Across all five workflows, the throughline is control: shared documentation for multi-agent coordination, staged prompts for PR review, UI or MCP integrations for workflow comfort, and test-driven, incremental refactoring for long-term code health.
Cornell Notes
Claude Code workflows are presented as repeatable systems for beginners, with the strongest emphasis on coordination and safety. The multi-agent workflow uses two root Markdown files—one to define collaboration rules and one as an action log—so three Claude Code instances can build a project together without stepping on each other. Pull request review is handled in stages: first understand the PR via GitHub CLI, then verify behavior by running the app on the PR branch, and finally review each changed file using file-by-file instructions. For productivity, the guide also shows a UI-based approach (Claudia), MCP integration to connect task tools like Vector, and a refactoring method that treats large-file changes like surgery: tests first, careful planning, then incremental extraction with checks after each step.

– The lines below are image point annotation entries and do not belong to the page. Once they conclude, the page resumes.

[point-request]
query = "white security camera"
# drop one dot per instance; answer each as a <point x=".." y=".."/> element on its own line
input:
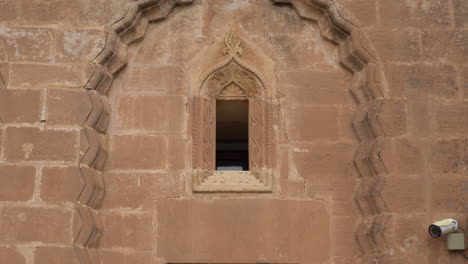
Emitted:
<point x="443" y="227"/>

How does the multi-agent Claude Code setup prevent agents from working at cross-purposes?
Why is staged PR review safer and faster than a single “review everything” prompt?
What concrete example is used to validate the PR review workflow?

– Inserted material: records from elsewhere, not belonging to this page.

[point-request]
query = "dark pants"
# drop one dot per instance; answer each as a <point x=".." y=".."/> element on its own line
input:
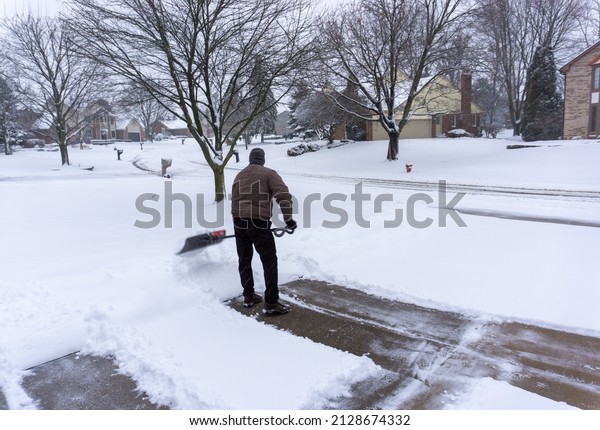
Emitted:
<point x="255" y="233"/>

How does the Claudia workflow change the experience of running multiple agents?
What does MCP add to Claude Code workflows, and how is Vector integrated?
What are the three phases of the large-file refactoring workflow, and why do they matter?
Review Questions
- In the multi-agent workflow, what specific information must each agent write before it continues to the next step?
- In staged PR review, which step is responsible for verifying behavior in the running application, and what commands or actions support that verification?
- Why does the refactoring workflow insist on incremental extraction with tests after each step instead of one large refactor pass?
Key Points
- 1
Use two root Markdown files—coms.md for collaboration rules and cloth.md for the main system prompt—to coordinate multiple Claude Code agents through a shared action log.
- 2
Assign explicit agent roles (agent one, agent two, agent three) and launch agents with a task-by-task prompt that forces them to re-read coms.md after each completed task.
- 3
Review pull requests in stages: understand the PR via GitHub CLI, verify behavior by running the app on the PR branch, then review changed files individually by filename.
- 4
Speed up PR comprehension by combining LLM review with human logic checks; LLMs can find issues humans miss, while humans catch reasoning and design problems.
- 5
For comfort and scale, consider Claudia’s UI to manage parallel agents, but expect setup friction from installing Rust.
- 6
Integrate external tools with MCP by generating API keys (e.g., in Vector) and wiring the MCP server and JSON schema into an MCP client configuration.
- 7
Treat large-file refactors like surgery: build a strong test safety net, plan low-risk extraction targets first, and execute incrementally with tests after each extraction.